Long strings of composite values of polynomials and a basis of order 2

Abstract: We show that for any polynomial $f: \mathbb{Z}\to \mathbb{Z}$ with positive leading coefficient and irreducible over $\mathbb{Q}$, if $N$ is large enough then there are two strings of consecutive positive integers $I_{1}={n_1-m,\ldots, n_1+m}$ and $I_{2}={n_2-m, \ldots, n_2+m}$, where $m = [(\log N) (\log \log N)^{1/325525}]$, such that $I_{1}\cup I_{2} \subset [1, N]$, $N = n_1 + n_2$, and $f(n)$ is composite for any $n\in I_{1}\cup I_{2}$. This extends the result in [5] which showed the same result but with $f(n)=n$.

Long Strings of Composite Values of Polynomials and a Basis of Order 2

Artyom Radomskii's paper, "Long strings of composite values of polynomials and a basis of order 2," presents a notable extension to previous work by Gabdullin and Radomskii, wherein they demonstrated that strings of consecutive integers could all yield composite values when plugged into polynomial functions. Specifically, this paper focuses on polynomials that are irreducible over $\mathbb{Q}$, have positive leading coefficients, and explores the implications on integers that can avoid prime numbers entirely in the values of these polynomials.

Main Contributions

Radomskii achieves a significant generalization: given a polynomial $f: \mathbb{Z} \to \mathbb{Z}$ with certain properties, there exist two strings of consecutive positive integers, $I_1$ and $I_2$, within the bounds $[1, N]$ such that $f(n)$ is composite for any integer $n$ within the union $I_1 \cup I_2$. Theoretical underpinnings are explored to prove that the composite integer density is ample, primarily using advanced sieve methods.

This work builds upon prior results involving linear functions, such as $f(n) = n$, enhancing the theoretical framework to encompass non-linear and irreducible polynomials. By modifying existing constructions and introducing analytical techniques, Radomskii extends the results to a broader class of functions.

Technical Insights

1. Density Constants & Bounds: Radomskii defines $C(\rho)$, a supremum for real numbers $\delta$, used to establish bounds that ensure the string lengths, $m$, defined mathematically as $[\log(N) (\log\log(N))^\delta]$, are sufficiently large.
2. Probabilistic Methodology: The paper extensively employs probabilistic techniques to manage residue classes and compute expectations over composite numbers. Essential probabilistic tools include estimating expectations and variances, ensuring that valid outcomes can form with high likelihood.
3. Numerical Results & Assumptions: Through detailed setups and lemmas, Radomskii establishes various inequalities and numerical thresholds necessary to assure high probative results. Constants derived play a crucial role in balancing technical constraints and general applicability.
4. Conjecture Context: This work operates within a framework framed by open conjectures like those proposed by Bouniakowsky and hypotheses by Bateman and Horn regarding the distribution and density of prime numbers in polynomial sets.
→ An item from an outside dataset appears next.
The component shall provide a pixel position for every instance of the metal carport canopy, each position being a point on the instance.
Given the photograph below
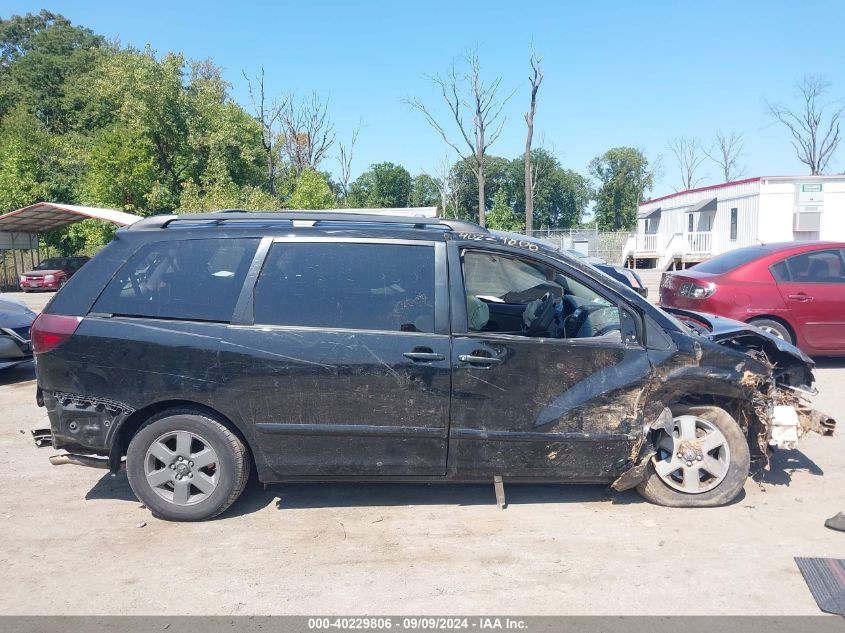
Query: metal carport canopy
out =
(44, 216)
Implications and Future Directions

Radomskii’s approach of forming strings of composite values in polynomials widens the potential for practical applications, such as constructing sets of integers with specific non-prime characteristics. The implications extend to number theory, particularly in understanding the distribution of composite numbers and refining sieve methods that might further induce new conjectures about polynomial behavior.

Future research can explore:

• Exploring the constraints and variations of $\delta$ to uncover new polynomial classes.
• Developing more effective computational techniques for managing high-order polynomials.
• Applying this theoretical advancement to cryptographic systems where prime avoidance is beneficial.

Conclusion

The paper offers a methodical expansion to the understanding of polynomials generating composite values over extended integer intervals. Radomskii's contribution is robust in its mathematical formulations and extends emerging sieve applications in prime number theory, providing fertile ground for future innovations and explorations in algebraic and analytic number theory.